I do think that LLMs can often find vulns, and *in the hands of an expert* can assist in securing software. Otherwise it's just a flood of crap, as the article notes.
But coming back to my original question:
Is that code you generated usable?
- Would you feel comfortable if your daily browser used this generated code instead of hand-written? Would you install it on your family's computers?
- If no, what would it take for your answer to change?
@varx If your question is "Can LLMs generate a production-ready browser that I would trust today?" then the answer is obviously no.
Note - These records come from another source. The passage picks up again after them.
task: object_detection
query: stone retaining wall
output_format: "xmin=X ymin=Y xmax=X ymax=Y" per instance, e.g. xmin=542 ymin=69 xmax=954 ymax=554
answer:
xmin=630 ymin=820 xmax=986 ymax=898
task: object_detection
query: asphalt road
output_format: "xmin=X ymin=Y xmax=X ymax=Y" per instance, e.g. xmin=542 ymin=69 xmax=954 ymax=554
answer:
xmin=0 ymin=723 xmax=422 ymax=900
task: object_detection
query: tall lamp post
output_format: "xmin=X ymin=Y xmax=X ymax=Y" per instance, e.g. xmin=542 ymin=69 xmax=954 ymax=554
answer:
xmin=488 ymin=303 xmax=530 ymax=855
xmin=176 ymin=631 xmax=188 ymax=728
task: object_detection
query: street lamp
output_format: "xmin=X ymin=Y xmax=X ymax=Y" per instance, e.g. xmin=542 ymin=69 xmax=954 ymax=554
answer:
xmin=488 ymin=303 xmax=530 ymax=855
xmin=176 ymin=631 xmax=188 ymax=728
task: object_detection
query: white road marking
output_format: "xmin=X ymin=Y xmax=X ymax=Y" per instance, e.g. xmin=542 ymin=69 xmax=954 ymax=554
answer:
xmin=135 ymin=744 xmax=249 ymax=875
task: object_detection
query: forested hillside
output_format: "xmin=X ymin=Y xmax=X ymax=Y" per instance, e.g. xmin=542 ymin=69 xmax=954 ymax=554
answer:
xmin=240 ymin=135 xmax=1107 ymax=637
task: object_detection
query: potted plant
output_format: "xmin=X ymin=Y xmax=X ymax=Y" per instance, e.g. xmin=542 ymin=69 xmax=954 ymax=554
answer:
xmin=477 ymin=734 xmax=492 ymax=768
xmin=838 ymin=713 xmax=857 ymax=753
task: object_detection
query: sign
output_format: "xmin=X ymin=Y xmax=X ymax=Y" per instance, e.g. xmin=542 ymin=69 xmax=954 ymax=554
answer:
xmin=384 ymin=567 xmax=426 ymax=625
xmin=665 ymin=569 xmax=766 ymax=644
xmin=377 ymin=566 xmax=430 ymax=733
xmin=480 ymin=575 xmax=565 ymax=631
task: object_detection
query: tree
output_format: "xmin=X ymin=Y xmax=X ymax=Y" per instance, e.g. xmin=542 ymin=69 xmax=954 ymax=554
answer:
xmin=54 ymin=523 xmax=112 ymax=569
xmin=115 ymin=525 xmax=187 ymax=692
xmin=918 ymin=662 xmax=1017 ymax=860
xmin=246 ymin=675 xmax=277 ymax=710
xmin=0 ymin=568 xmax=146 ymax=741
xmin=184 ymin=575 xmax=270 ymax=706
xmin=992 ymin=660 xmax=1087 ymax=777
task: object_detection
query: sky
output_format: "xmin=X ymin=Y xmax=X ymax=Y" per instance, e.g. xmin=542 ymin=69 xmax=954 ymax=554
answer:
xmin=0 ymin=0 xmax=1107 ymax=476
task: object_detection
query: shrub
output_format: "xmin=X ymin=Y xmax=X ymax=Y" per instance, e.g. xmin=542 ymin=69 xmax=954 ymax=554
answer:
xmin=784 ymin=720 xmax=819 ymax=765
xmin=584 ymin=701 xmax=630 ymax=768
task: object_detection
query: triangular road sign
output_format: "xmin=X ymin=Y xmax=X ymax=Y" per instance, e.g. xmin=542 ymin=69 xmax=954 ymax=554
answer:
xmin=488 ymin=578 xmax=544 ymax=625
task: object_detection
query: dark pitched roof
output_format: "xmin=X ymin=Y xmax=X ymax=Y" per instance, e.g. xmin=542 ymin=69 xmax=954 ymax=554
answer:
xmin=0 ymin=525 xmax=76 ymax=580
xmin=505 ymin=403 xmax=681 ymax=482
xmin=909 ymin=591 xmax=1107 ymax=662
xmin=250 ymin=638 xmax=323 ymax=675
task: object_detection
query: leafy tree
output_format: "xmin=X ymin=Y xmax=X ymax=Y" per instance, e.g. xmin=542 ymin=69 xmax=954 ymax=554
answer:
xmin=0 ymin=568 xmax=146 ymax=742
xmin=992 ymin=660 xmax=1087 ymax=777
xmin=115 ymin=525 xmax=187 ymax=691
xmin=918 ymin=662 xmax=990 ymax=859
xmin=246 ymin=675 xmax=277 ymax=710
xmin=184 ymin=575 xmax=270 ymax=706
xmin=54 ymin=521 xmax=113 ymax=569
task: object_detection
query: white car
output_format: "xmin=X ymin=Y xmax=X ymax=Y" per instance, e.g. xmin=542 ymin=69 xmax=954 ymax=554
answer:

However, the fact that it can get within spitting distance with a single prompt should give one pause. It's easy to see how this story ends.
More important I think is your first point – "good enough" or "worse is better" has been a defining trait of most software for a long time. I think we can both agree that we'll see a lot of crap software shipped this year. 😆
@nolan I'm not much into betting, but I wonder if you'd like to make a prediction.
What do you think is the probability that six months from now, you would be able to prompt an LLM to create a program with the following constraints?
- Complexity on the order of IndexedDB
- Not reimplementing something that already exists (I have several reasons for this constraint)
- Accordingly, not driven off of a pre-existing test suite
- High enough quality that you would risk your family's privacy and security on it
- Maintainable code (either by human or further LLMs)
- Takes at most a workday for prompting + manual fixups
- API costs of at most $500
Or, how far out do you think it would be before this seems 90% likely to work?
(Feel free to quibble with any of my constraints. I chose those because that's what it would take to impress me.)